Two local Rotarians and a massage therapist will be heading to India on Feb. 17 at their own expense to assist with the vaccination of 250,000 children during a national polio immunization day.
PolioPlus is a Rotary program launched in 1985 with the goal of immunizing all the world's children against polio by 2005, at which time Rotary's financial commitment will exceed half a billion dollars. Sechelt Rotarian Heather Blackwood, area coordinator for PolioPlus, said Feb. 22 will be India's last national immunization day and many volunteers are needed to do the whole country at once. Blackwood, who has a background in nursing, said she will be paired up with an Indian Rotarian and then trained on what her role will be in the immunization process. Following the immunization, Blackwood will travel throughout India and also be attending an international Rotary conference.
"It will be a whole new experience for me," Blackwood said. "It's a fulfillment of a dream for me to be part of a health initiative that has been multi-faceted in trying to eradicate polio."
Sechelt Rotarian Sheila Pope said a little bell went off in the back of her head telling her to participate in the India immunizations. Her dad is a Rotarian who was cured of polio at age 12.
"It's wonderful to be a part of it," Pope said. "Even one person can make a difference. I'm excited to have the opportunity to immerse myself in India's culture."
Local massage therapist Brenda Wilkinson will also be heading to India with Blackwood and Pope. She said she always wanted to go to India and is excited about the trip.
"It seems like a good cause," Blackwood said. "I will be staying with people from the country which will help me get to know the culture better."

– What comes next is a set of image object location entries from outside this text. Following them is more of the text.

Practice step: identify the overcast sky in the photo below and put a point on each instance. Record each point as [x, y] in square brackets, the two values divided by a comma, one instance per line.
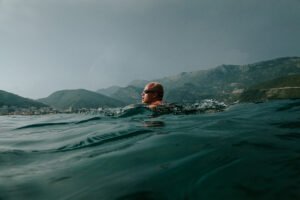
[49, 45]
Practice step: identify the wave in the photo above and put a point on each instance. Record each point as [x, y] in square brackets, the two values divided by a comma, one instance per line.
[103, 139]
[59, 123]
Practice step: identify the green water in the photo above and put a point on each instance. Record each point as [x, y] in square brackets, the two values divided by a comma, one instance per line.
[248, 151]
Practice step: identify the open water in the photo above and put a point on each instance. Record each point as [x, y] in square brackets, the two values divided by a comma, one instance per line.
[247, 151]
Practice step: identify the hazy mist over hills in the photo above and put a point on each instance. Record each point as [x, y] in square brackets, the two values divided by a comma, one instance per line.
[272, 79]
[49, 45]
[224, 83]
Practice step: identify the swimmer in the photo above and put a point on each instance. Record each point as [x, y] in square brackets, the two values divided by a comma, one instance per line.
[153, 94]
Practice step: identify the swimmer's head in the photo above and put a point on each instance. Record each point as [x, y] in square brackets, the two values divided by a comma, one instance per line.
[153, 94]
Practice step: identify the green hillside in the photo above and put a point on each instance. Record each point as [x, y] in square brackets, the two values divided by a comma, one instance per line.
[287, 87]
[10, 99]
[80, 98]
[225, 82]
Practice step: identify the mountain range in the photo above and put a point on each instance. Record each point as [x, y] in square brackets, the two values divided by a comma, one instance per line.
[272, 79]
[9, 99]
[80, 98]
[225, 82]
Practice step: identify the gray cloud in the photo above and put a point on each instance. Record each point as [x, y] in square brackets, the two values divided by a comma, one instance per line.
[49, 45]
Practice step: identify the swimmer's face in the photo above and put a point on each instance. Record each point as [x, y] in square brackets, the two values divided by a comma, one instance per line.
[148, 95]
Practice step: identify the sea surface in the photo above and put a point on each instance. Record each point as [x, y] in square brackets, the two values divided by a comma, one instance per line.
[246, 151]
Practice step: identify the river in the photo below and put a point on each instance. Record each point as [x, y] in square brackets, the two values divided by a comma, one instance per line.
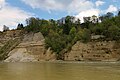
[60, 71]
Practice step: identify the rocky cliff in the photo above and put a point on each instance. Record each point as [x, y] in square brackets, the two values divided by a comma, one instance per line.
[18, 47]
[94, 51]
[30, 49]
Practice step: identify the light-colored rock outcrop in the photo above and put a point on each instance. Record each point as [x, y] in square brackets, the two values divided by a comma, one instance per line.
[31, 49]
[97, 51]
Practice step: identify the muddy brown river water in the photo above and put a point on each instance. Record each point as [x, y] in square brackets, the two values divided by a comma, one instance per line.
[60, 71]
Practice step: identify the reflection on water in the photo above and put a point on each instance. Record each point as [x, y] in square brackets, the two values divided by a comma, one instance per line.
[60, 71]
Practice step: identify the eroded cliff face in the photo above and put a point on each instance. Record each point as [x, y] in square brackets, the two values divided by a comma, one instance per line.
[31, 49]
[94, 51]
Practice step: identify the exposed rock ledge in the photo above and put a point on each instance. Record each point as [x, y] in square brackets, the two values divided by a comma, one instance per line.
[31, 49]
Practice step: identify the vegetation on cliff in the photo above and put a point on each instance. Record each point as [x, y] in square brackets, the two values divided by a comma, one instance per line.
[62, 34]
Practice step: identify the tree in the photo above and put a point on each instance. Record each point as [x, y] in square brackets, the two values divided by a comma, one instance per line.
[109, 15]
[118, 13]
[5, 28]
[20, 26]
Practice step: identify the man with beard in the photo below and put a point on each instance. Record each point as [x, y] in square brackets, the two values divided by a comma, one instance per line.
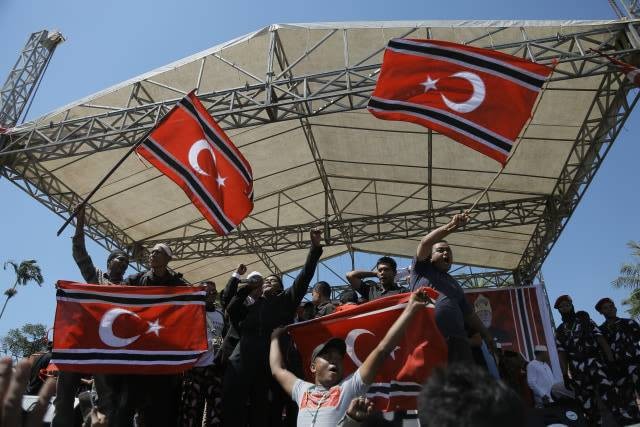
[580, 345]
[247, 373]
[433, 261]
[202, 385]
[623, 335]
[69, 382]
[386, 268]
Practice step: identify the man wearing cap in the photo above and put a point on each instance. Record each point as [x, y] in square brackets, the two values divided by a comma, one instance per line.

Sechelt Rotary Club president Marg Green said PolioPlus was one of the most ambitious humanitarian programs ever undertaken by a private-sector organization and became a catalyst for the World Heath Organization's resolution in 1988 to eradicate polio.
"Great progress has been made," Green said. "Seven countries remain polio endemic. The number of cases worldwide has decreased by 99 per cent since 1985."
Green said the local Rotary Clubs on the Sunshine Coast have been supporting the PolioPlus program primarily through member contributions. In the last two years, members of the Sechelt Rotary Club have contributed in excess of $7,000 of their own money.
"Because volunteering at these immunization days is part of Rotary's commitment, we have the opportunity to have two of our members join an immunization group in India this month," Green said. "At their own expense they will give back to the world in a way many of us can only imagine. One of the advantages of being a Rotarian is you have a world network of individuals trying to make a difference."